Wednesday, November 13, 2013

Ender's Game by Orson Scott Card

image from LibraryThing
I have certain holes in my reading background. That may seem a bit odd - since I have been a pretty active reader for most of my life, and a teacher librarian in a past life.  But - I grew up in an elementary without a library.  I visited the public library often - but I didn't have anyone suggesting books for me - so I fell into a pretty shallow rut.  By the time I got to Jr. High I was more interested in romances.  My high school reading career consisted of all basal readers. I never read a novel in a class until college.

All of that is a sort of excuse for the fact that I have never read Ender's Game  - until now.  I have heard about this book for years and I knew I would get around to reading it sometime. I have always enjoyed science fiction - so that wasn't the reason I haven't read it.

Then about a month ago I walked out of the HS library talking to a student. I asked about his favorite book and he said that Ender's Game was the best book ever written. Pretty high praise!  I went home and ordered it from Amazon immediately.  When I heard it would become a movie that spurred me to read it before allowing myself to see it!

And what did I think?

I liked Ender.  I used to teach elementary kids and I could see them in Ender.  I felt sorry for his isolation and his destiny and his understanding of his fate.  I felt sorry for the way he was manipulated and cheered as he attempted to break the rules to fit his desire.  But, even in that he was a pawn.

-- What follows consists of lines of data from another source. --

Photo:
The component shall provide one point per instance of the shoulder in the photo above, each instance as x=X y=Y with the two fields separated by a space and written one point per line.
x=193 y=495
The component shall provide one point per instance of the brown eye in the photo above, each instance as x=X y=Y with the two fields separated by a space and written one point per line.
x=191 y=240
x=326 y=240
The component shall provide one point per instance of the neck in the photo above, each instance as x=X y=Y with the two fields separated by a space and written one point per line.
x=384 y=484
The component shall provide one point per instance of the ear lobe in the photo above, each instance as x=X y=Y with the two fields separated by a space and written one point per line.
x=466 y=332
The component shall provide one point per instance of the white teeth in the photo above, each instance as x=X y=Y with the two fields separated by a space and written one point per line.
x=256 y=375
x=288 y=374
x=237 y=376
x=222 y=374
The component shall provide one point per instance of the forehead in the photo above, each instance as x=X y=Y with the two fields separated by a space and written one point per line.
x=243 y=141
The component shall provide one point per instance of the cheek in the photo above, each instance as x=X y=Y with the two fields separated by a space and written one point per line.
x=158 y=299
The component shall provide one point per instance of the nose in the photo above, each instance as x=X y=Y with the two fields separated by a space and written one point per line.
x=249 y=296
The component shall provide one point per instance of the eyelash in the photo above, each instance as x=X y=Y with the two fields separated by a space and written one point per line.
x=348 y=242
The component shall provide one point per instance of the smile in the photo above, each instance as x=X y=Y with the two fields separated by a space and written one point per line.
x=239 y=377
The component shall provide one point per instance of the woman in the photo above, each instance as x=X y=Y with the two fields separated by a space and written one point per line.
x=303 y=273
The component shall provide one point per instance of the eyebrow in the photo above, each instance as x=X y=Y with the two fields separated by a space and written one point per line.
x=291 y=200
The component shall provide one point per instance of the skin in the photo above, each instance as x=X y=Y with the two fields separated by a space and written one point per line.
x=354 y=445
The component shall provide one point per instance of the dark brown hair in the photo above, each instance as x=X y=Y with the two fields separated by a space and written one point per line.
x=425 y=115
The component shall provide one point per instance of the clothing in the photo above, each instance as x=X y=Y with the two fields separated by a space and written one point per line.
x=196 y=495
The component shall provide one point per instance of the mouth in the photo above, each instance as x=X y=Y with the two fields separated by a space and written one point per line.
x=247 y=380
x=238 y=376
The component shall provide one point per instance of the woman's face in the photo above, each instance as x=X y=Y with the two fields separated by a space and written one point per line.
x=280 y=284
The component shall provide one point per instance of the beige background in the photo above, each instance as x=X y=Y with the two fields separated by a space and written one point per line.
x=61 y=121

That was what I didn't like. Maybe it is because I've read too many YA books - but I am a bit tired of the 'stupid adult' syndrome.  This syndrome takes a twist in this book because the adults are more than just stupid - their seeming omnipotent knowledge just proved them even more impotent.  I got tired of that. They were always the bad guys - from Ender's parents to all the 'teachers'.  I am not a fan of that philosophy.

And then there was the game.  But which game is really Ender's?  He is involved in numerous games. And Card drew those out in minute details.  Until near the end and suddenly time sped up and the final scenes of the game were over in a flash of description though they took many years to actually play out.  I am not a fan of that technique either.

So - I am glad I read this.  But, I would not be able to agree with that high school student's praise.  It was enjoyable and thought provoking and an important book to have in your reading knowledge bin.  But, not one of my favorites.